The Brain Behind the Big, Bad Burger and Other Tales of Business Intelligence
Wendy's Deane acknowledges that this less-than-ideal environment for BI creates problems for the company when it needs to compare aggregated sales information from franchises with transactional data from company-owned stores - it's a hamburgers to cheeseburgers comparison. He says the company needs to increasingly make these comparisons as it looks to expand the pool of stores it uses for product testing and as it attempts to improve supply chain integration. To compensate for their suboptimal data collection environment, Deane is using an XML standard to collect more detailed information from franchisees who operate a large number of stores. (For smaller franchises, Wendy's uses a Web-based data collection system.) He also uses heuristics, or rules of thumb, based on activity at company-owned stores to extrapolate meaning from the aggregate data that franchises provide.
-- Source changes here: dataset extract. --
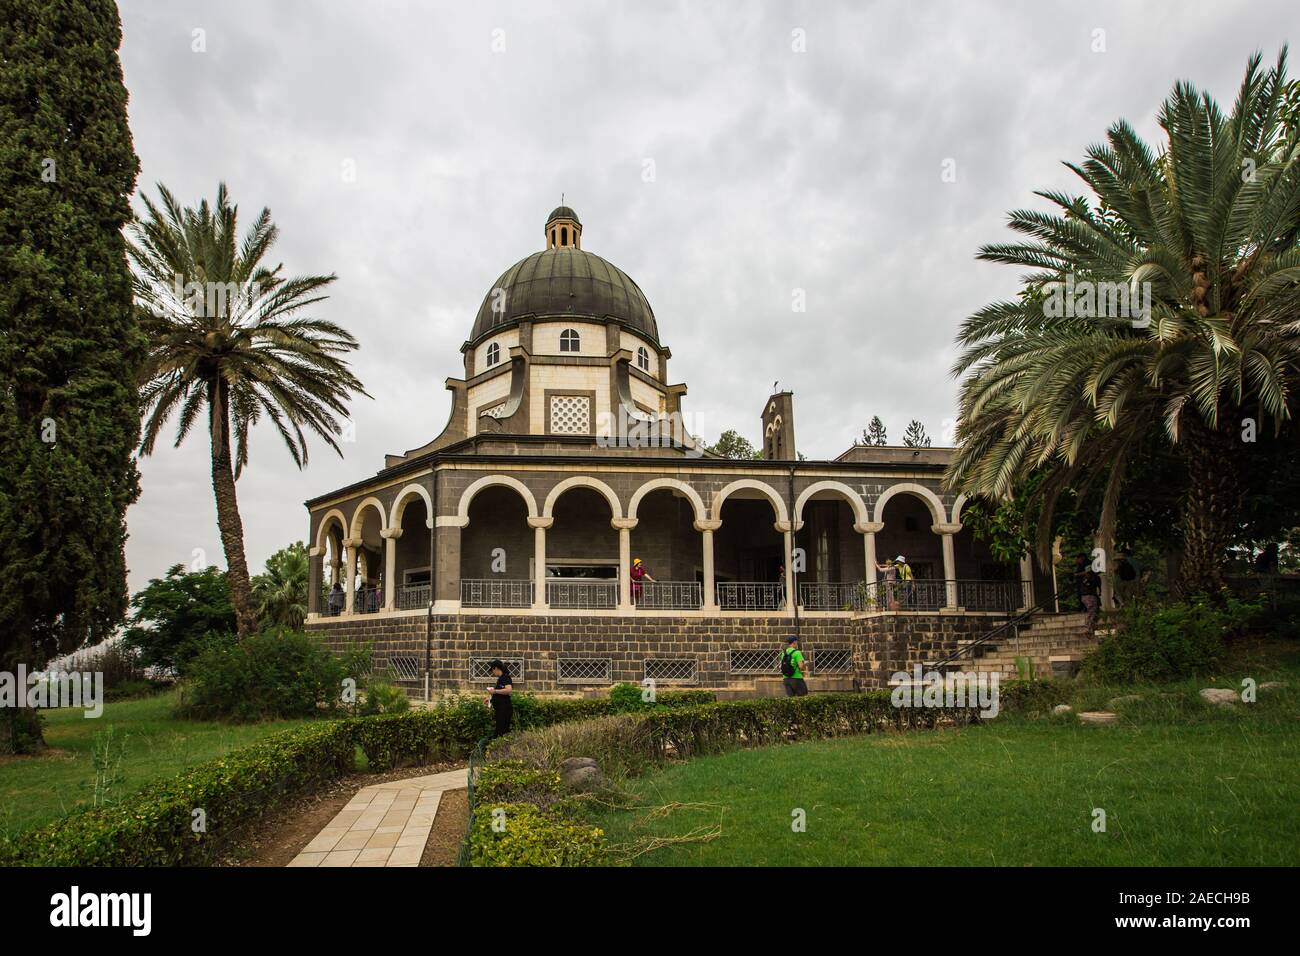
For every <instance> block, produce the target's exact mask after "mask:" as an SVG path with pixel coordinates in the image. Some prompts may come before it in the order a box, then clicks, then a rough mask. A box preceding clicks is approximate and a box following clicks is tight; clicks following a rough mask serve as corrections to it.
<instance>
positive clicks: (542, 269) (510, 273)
mask: <svg viewBox="0 0 1300 956" xmlns="http://www.w3.org/2000/svg"><path fill="white" fill-rule="evenodd" d="M565 208H567V207H563V206H562V207H560V209H565ZM560 209H556V212H559V211H560ZM555 215H556V213H551V219H554V217H555ZM547 221H549V220H547ZM498 290H500V291H503V293H504V303H503V304H504V308H503V310H502V311H499V312H494V311H493V306H494V304H497V303H499V302H500V300H502V297H500V294H499V293H498ZM565 317H573V319H588V320H594V321H602V323H611V321H612V323H617V324H619V325H623V326H625V328H628V329H630V330H633V332H640V333H641V334H642V336H645V337H646V338H649V339H650V341H651V342H655V343H656V345H658V342H659V328H658V325H655V320H654V311H653V310H651V308H650V303H649V302H647V300H646V297H645V293H642V291H641V287H640V286H638V285H637V284H636V282H633V281H632V278H629V277H628V274H627V273H625V272H623V269H620V268H617V267H616V265H612V264H611V263H607V261H606V260H604V259H601V256H598V255H593V254H591V252H584V251H582V250H580V248H572V247H569V248H547V250H543V251H541V252H533V255H530V256H528V258H526V259H520V260H519V261H517V263H515V264H513V265H511V267H510V268H508V269H506V272H503V273H502V276H500V278H498V280H497V281H495V282H493V285H491V289H489V290H487V294H486V295H485V297H484V303H482V306H480V307H478V316H477V317H476V319H474V328H473V332H471V333H469V341H471V342H477V341H478V339H481V338H484V337H486V336H490V334H493V333H495V332H498V330H499V329H503V328H508V326H511V325H515V324H517V323H519V321H520V320H521V319H565Z"/></svg>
For example, if a franchise-owned store does $US30,000 worth of business in a week, Wendy's corporate can make assumptions as to how that $U S30,000 would break down into sales of french fries, baked potatoes, hamburgers, chicken sandwiches and the like based on sales from company-owned stores in similar markets with similar aggregate sales histories. Proxies such as these may not be perfect, but they are a practical workaround and can be modified as needed to accommodate further integration with other systems, like the point of sale. Wendy's has no plans to get its franchises on standard technology because it sees its franchisees as entrepreneurs capable of making their own decisions about their operations, including choice of technology.
Because Wendy's is starting to understand the importance of having standard data to fuel business initiatives such as supply chain integration, the company was able to replace the phone lines and unstable modems that stores were using to transmit data to headquarters with a satellite connection in September 2002. The new, stable network helped improve the amount and quality of data that headquarters collects from both franchise- and company-owned stores. Where in the past Wendy's would miss information from as many as 40 stores out of 1200 due to unstable modems, it now gets consistent information from 1483 out of 1488 stores every night.
Why Force-Feeding Won't Work
Like so many technology projects, BI won't yield returns if users feel threatened by, or are sceptical of, the technology and refuse to use it as a result. And when it comes to something like BI, which, when implemented strategically ought to fundamentally change how companies operate and how people make decisions, CIOs need to be extra attentive to users' feelings.